Closed mgrankin closed 4 years ago
I think the issue for us is that bfloat16 support on pytorch CPU is incomplete, so even though we can map our BF16 to pytorch BFloat16 type, we might get into trouble if we had an unsupported pytorch op which requires us to go to CPU. I will try to wire it up and see what happens.
https://github.com/pytorch/xla/pull/1331
Keep in mind that you will find issues in PT when using bfloat16. Example, this does not work:
t = torch.randn(2, 2, dtype=torch.bfloat16)
Gives:
RuntimeError: _th_normal_ not supported on CPUType for BFloat16
You could get around issuing a randn()
with float32
and doing a to(bfloat16)
but if you plan to use existing models or layers implementations, you might be looking at a lot of changes.
The above PR just raises our bar so that when PT is bfloat16-ready, we should be as well.
I have no issue with PyTorch CPU BFloat16 support. I don't get any error like you mentioned above.
My model training poorly on BFloat16. The reason (my guess) is some layers should not be trained on 16bit mode. Like batchnorm layer for instance, this layer should be kept at 32. Nvidia/Apex does this automatically using the O2 mode
. Should we expect such mode for PyTorch/XLA?
Strange you do not get that error. I am trying on PyTorch HEAD, and I get that. Maybe you are on official PT 1.3 and things got broken in the recent commits?

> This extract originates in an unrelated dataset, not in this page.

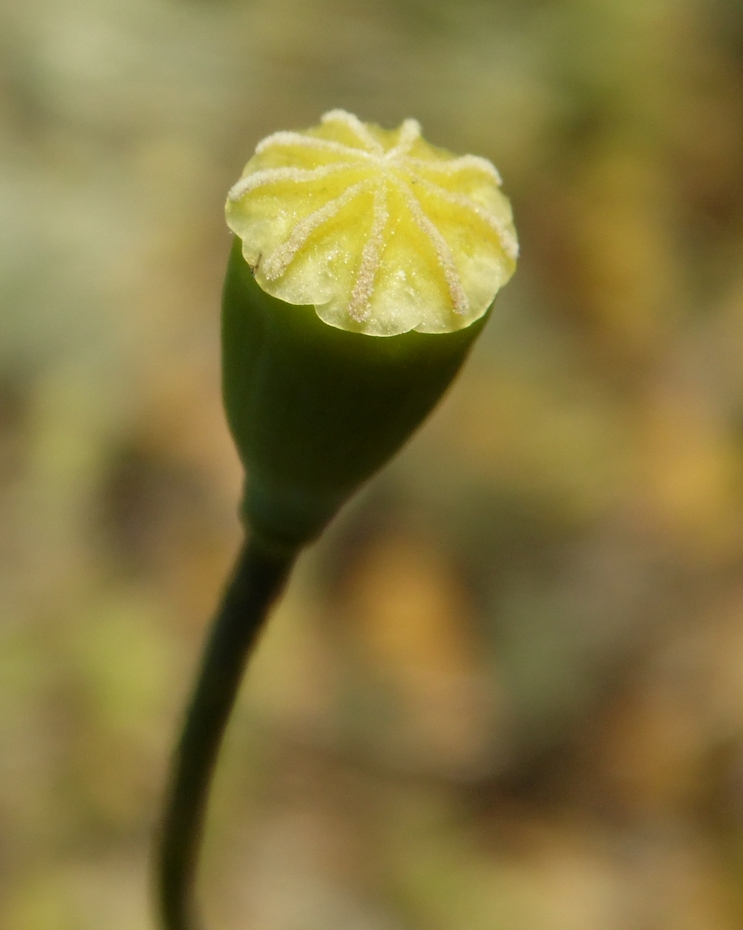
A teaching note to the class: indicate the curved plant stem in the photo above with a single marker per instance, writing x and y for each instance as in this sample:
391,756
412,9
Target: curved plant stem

As far as PyTorch/XLA, it uses the types that are coming down from PT, aside from the global use-bf16 flag (which is there only because PT did not have bfloat16 before). Making decisions for the user an a layer by layer case does not seem like a good policy. It should be the upper level model builder that tells the lower SW layer which types tensors should be, because if we bolt a behavior in the lower layers, then it is hard to undo for users which do not want to subscribe to it.
Deciding for the user which layers should be with wich precision is exactly what AMP library does in O2 mode. As a practitioner I use this feature all the time. There is simply no reason not to - it one line of code and your model is training much faster with less memory and same accuracy.

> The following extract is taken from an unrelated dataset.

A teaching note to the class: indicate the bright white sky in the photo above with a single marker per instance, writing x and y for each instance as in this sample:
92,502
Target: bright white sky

That is exactly what user policy means.
The user have to modify their code to inject an "alien" component like amp
, to whom the handling of precision is explicitly delegated.
Not that a vanilla PyTorch model+loss+optimizer precision characteristics are silently changed from underneath him by a backend.
Thank you for clarifying. So automatic mixed precision is out of the scope for this project.
Is there any example how non-automatic mixed precision should be done? Like how I convert one existing layer to bf16 while keeping others on 32bit precision?
I don't know the details of AMP, but from the way it is called, I am guessing it just iterates over the model's modules and properly change types according to it's internal knowledge of what are the precision characteristics of the layers in CUDA. Something like that could be built for XLA as well, I guess.
Is it possible now to convert one existing layer to bf16 while keeping others on 32bit precision?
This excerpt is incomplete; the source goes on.